I was hoping someone might let me know if they know of any work at home opportunities that they hear about. I have an executive resume and I'm looking for something I could do to generate just about $400 a month that I can do from my home office. 

This is the "slow" part of the year for the company I own and we won't see regular business or income figures again until the end of Feb, early March. I just got divorced and have these 5 little faces looking at me. Things have just been rough. I've put my resume out just under 80 times this month. I am not certain what else to do so I'm down to contacting just about every person I can to just keep an ear out. Thought it couldn't hurt to ask here as well.


----------



## FarmChix (Mar 3, 2013)

Hope all is well. You could be a guest writer for specialty magazines. They had a lot of job openings on careerbuilder. Basically, you write a weekly column based on your expertise....gardening, art, photography, etc. It isn't a work-from-home "scheme", as they actually require credentials, etc.


----------



## RubyRed (Sep 24, 2011)

Yes. I have a few things in the works. How soon are you looking to get involved in something and how much time are you able to commit to? What is your experience?


----------



## bajiay (Apr 8, 2008)

I hope things get better for you soon... (((HUGS))))


----------



## therunbunch (Oct 5, 2009)

Ruby.. unless I get on full-time here, I have plenty of time to work on other things. My specialty is in public relations, marketing, advertising etc. I hate sales though. I can type 98wpm. I'm pretty sure I can get on with something here, just have to play the waiting game now that the applications are in.


----------



## clovis (May 13, 2002)

I was just wondering about you the other day. I hope you are doing well!!!

Ebay, friend, ebay.

We make 100% of our living from ebay and flea markets. Mostly, we hunt, buy, drag home and list it.

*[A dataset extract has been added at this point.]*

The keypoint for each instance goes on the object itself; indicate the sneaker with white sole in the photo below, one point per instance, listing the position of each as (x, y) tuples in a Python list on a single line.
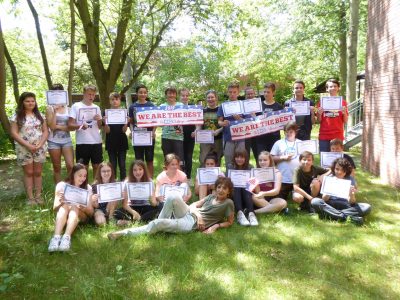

But what comes to mind is that we have recently been buying on ebay, and then reselling the same item after it gets shipped to us. I know a few tool items, and it is amazing how many people will post a single bad picture with a 99 cent start, and I buy it for $30 shipped. We are parting these out, listing them as a Buy It Now, and making a pretty decent return.

Since 12/25, we've sold $108 in parts for those, and I know for a fact that we have $24 in it. 

We have started buying toy trains off of ebay too, for the sole purpose of flipping on ebay. Moderate success so far, but I just started, and have lots to learn.

I am still waiting for the low price point on a seasonal kitchen item. My plan is to buy for $50 or less, and part out for a profit of $200+. 

The beauty in all of this is that I never have to leave home, and the relisting is a cinch, since I am continually able to hit the 'relist' button, and modify the listing.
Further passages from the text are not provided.